1,3-Bis((1-(4-iodobenzyl)-1H-1,2,3-triazol-4-yl)methyl)-5-methylpyrimidine-2,4-(1H,3H)-dione (14). The procedure described above was followed to obtain compound 14, employing Cu(OAc)2•H2O (4.5 mg, 0.025 mmol), 1,10-phenanthroline monohydrate (5 mg (0.025 mmol), sodium L-ascorbate (99 mg, 0.5 mmol), 4 (100 mg, 0.49 mmol), NaN3 (70 mg, 1.08 mmol) and 4-iodobenzyl bromide (339 mg, 1.14 mmol).

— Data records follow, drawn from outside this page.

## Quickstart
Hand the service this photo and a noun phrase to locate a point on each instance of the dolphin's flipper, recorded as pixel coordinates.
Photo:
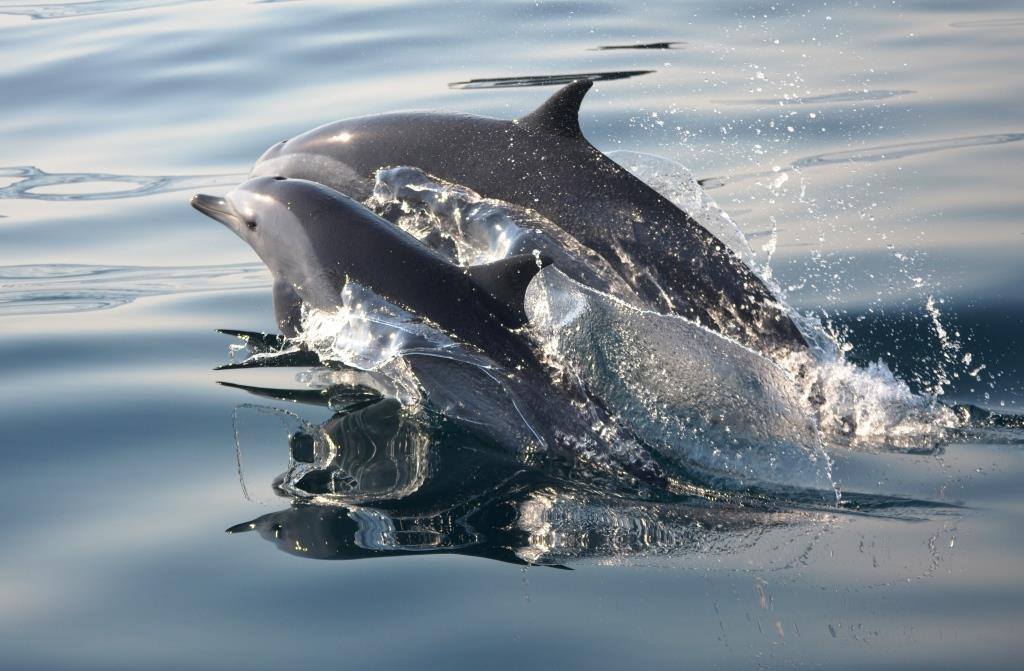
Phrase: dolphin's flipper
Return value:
(560, 113)
(507, 280)
(287, 308)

The crude product was purified by column chromatography (CH2Cl2/MeOH 90:10 v/v) and recrystallized from CH2Cl2/hexane (1:1 v/v) to afford 305 mg (86% yield) of the desired product 14 as a white solid, m.p. 229–231 °C. 1H-NMR (DMSO-d6): δ = 1.77 (s, 3H, CH3), 4.92 (s, 2H, CH2NC=O), 4.99 (s, 2H, CH2NC=O), 5.46 (s, 2H, NCH2Ph), 5.50 (s, 2H, NCH2Ph), 7.06 (d, J = 7.7 Hz, 2H, ArH), 7.07 (d, J = 7.7 Hz, 2H, ArH), 7.68–7.71 (m, 5H, NCH, ArH), 7.95 (s, 1H, ArH, triazole), 8.11 (s, 1H, ArH, triazole). 13C-NMR (DMSO-d): δ = 13.1 (CH3), 36.6 (CH2NC=O), 44.0 (CH2NC=O), 52.6 (NCH2Ph), 52.8 (NCH2Ph), 95.01 (Cipso), 95.07 (Cipso), 108.6 (CCH3), 124.1(ArCH, triazole), 124.4 (ArCH, triazole), 130.81 (2×ArCH), 130.82 (2×ArCH), 136.2 (Cipso), 136.3 (Cipso), 138.05 (2×ArCH), 138.08 (2×ArCH), 140.7 (NCH), 143.1 (Cipso, triazole), 143.5 (Cipso, triazole), 151.1 (N2C=O), 163.3 (NC=O). FT-IR/ATR νmax cm−1: 3,138, 3,119, 3,072, 2,957, 1,696, 1,640, 1,590, 1,555, 1,464. HRMS (ESI-TOF) calculated for C25H22I2N8O2+H+: 721.0028; Found: 721.0019.

4. Conclusions

Ten new triazole derivatives of the pyrimidine bases uracil and thymine which are potential corrosion inhibitors of steel in acidic media were synthesized in good yields, employing a “click” multicomponent reaction.